Ina Garten's Blueberry Coffee Cake Muffins are a delightful treat that combines the moistness of a coffee cake with the convenience of individual muffins. These easy-to-make muffins feature fresh blueberries and a tender crumb that's sure to become a household favorite. Perfect for breakfast or brunch, this recipe from Barefoot Contessa delivers bakery-quality results every time.

Ingredients

  • 12 tablespoons unsalted butter
  • 1.5 cups sugar
  • 3 extra-large eggs
  • 1.5 teaspoons pure vanilla extract
  • 8 ounces sour cream
  • 0.25 cup milk
  • 2.5 cups all-purpose flour
  • 2 teaspoons baking powder
  • 0.5 teaspoon baking soda
  • 0.5 teaspoon kosher salt
  • 2 half-pints fresh blueberries

Instructions

  1. Preheat the oven to 350 degrees F. Place 16 paper liners in muffin pans.
  2. In the bowl of an electric mixer fitted with the paddle attachment, cream the butter and sugar until light and fluffy, about 5 minutes.
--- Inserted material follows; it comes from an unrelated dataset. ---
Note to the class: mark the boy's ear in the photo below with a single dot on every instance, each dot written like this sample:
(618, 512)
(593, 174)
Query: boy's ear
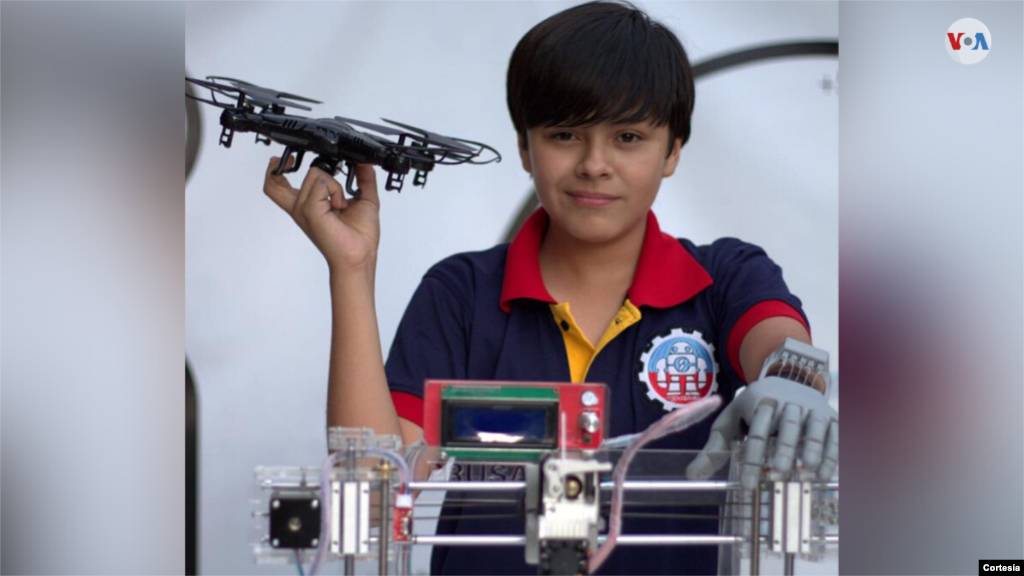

With the mixer on low speed, add the eggs 1 at a time, then add the vanilla, sour cream, and milk. In a separate bowl, sift together the flour, baking powder, baking soda, and salt. With the mixer on low speed add the flour mixture to the batter and beat until just mixed. Fold in the blueberries with a spatula and be sure the batter is completely mixed.
  3. Scoop the batter into the prepared muffin pans, filling each cup just over the top, and bake for 25 to 30 minutes, until the muffins are lightly browned on top and a cake tester comes out clean.